Friday, Oct. 24: Scream
Midnight @ Times Cinema ($5!)
If you plan on attending this weekend’s midnight screening of the ‘90s horror classic Scream, you’re clearly answering in the affirmative to the Ghostface killer’s early-asked question, so I don’t need to sell you on the bonafides of Wes Craven’s film. Although it led to sequels with increasingly dwindling returns and it was the godfather of a whole self-aware era of horror filmmaking that largely proved unimpressive, this particular film combines the whodunit and slasher genres together ably in telling its story of a small town plagued by a series of grisly murders. Featuring a cast that exemplifies the ‘90s (Neve Campbell! Skeet Ulrich! Matthew Lillard! Jamie Kennedy!), it is the first and best of its ilk and a fun way to spend the evening leading up to Halloween.
Saturday, Oct. 25: The Scarlet Claw
7 p.m. @ The Church in the City, 2648 N. Hackett Ave. ($3)
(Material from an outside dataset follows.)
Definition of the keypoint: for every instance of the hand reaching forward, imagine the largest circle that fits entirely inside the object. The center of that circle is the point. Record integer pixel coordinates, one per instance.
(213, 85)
The Focus film society returns this week with a Basil Rathbone-led Sherlock Holmes picture, one that is considered by many to be the best Sherlock Holmes picture made by Universal studios. Not a specific adaption of any Sir Arthur Conan Doyle story (although it has shades of Baskervilles in its DNA), this Holmes/Watson take is perfectly suited to the holiday season with its tale of murder thought to be from a supernatural force in a remote village setting. It’s the perfect spooky capper to a great week of movie options!